Allow me to quote myself, from a moldy old column that described the essence of BSO, under Sheriff Nick, as “the slickest public relations firm in South Florida. An arrest without a photo-op was like no arrest at all. A drug raid without TV cameras was like a tree falling in a forest without an audience. These fellows, running a little short of rock cocaine, just cooked up their own to peddle on Broward streets and set up the next episode of Cops.

“Of course, the organized-crime division came up a bit short on actual organized crime. The division was hardly the scourge of the underworld. But who cared? Complicated paper-chase investigations made for lousy TV. The goal was glory, quick and easy, with the largest chunk going to Nick Navarro.

“Sheriff Nick, through his photogenic, door-smashing organized-crime unit, built himself up into the nation’s most famous, most photographed local cop, more familiar to middle America probably than the director of the FBI or CIA, or any policeman outside of fiction. Of course, Nick was, in part, a fictional character himself.”

In 1988, a hapless opponent running for sheriff wrote a letter to WSVN-Channel 7 complaining that he could hardly compete with Sheriff Nick, who was virtually starring on the station’s Crackdown on Crack series. “I am financially incapable of competing with the televised time that you have generously provided my opponent.”

Four years later, in a Republican primary election held in the stunned aftermath of Hurricane Andrew, with just 17,000 voters turning out, the best known local politician in South Florida was ousted.

It was shocking.
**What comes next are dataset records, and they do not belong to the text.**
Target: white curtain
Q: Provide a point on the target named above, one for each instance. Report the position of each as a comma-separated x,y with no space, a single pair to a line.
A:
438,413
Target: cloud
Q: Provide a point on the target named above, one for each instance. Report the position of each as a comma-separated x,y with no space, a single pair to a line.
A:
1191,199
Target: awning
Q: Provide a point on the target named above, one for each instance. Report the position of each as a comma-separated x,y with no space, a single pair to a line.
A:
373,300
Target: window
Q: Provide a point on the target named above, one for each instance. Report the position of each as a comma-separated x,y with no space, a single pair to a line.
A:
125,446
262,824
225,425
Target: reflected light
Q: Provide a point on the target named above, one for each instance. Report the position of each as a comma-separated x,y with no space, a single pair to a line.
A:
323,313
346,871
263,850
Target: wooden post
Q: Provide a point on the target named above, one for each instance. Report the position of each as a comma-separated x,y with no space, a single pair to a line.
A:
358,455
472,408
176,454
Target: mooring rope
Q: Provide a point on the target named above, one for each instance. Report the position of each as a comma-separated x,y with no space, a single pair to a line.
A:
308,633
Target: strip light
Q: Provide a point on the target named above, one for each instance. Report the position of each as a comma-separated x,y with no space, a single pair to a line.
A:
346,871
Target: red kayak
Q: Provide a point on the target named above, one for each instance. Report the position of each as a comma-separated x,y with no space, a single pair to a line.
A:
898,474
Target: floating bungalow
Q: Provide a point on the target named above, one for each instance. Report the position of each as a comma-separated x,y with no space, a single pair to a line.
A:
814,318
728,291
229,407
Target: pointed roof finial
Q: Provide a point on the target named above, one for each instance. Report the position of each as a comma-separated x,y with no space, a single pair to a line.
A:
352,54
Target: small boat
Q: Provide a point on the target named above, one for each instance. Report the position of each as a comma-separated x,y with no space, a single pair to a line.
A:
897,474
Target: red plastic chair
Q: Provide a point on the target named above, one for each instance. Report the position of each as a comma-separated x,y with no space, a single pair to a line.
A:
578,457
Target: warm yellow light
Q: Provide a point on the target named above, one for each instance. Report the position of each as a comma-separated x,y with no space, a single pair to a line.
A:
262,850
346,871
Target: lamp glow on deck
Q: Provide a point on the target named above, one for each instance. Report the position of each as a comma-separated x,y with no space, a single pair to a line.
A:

Newspapers had written about Navarro’s cronyism. We were harshly critical of his TV busts, described the various scandals, reported on the federal investigations of his nefarious tactics. “But always with an inescapable sense that Navarro was immune,” I wrote after his improbable defeat. “Nick owned the airways. And Nick had a huge political war chest. Nick would rule forever. And now . . . I already miss him.”

The thing about Navarro and those antics and all the publicity and all the TV cameras and all the reporters in tow, he couldn’t have pulled it off without that overwhelming personality and irresistible affability and that big smile. Even as he was saying the most improbable things, building some low rent street corner crack dealer into an international drug kingpin, reporters couldn’t help themselves. They liked him.

It was the greatest show in Broward County. I already miss him.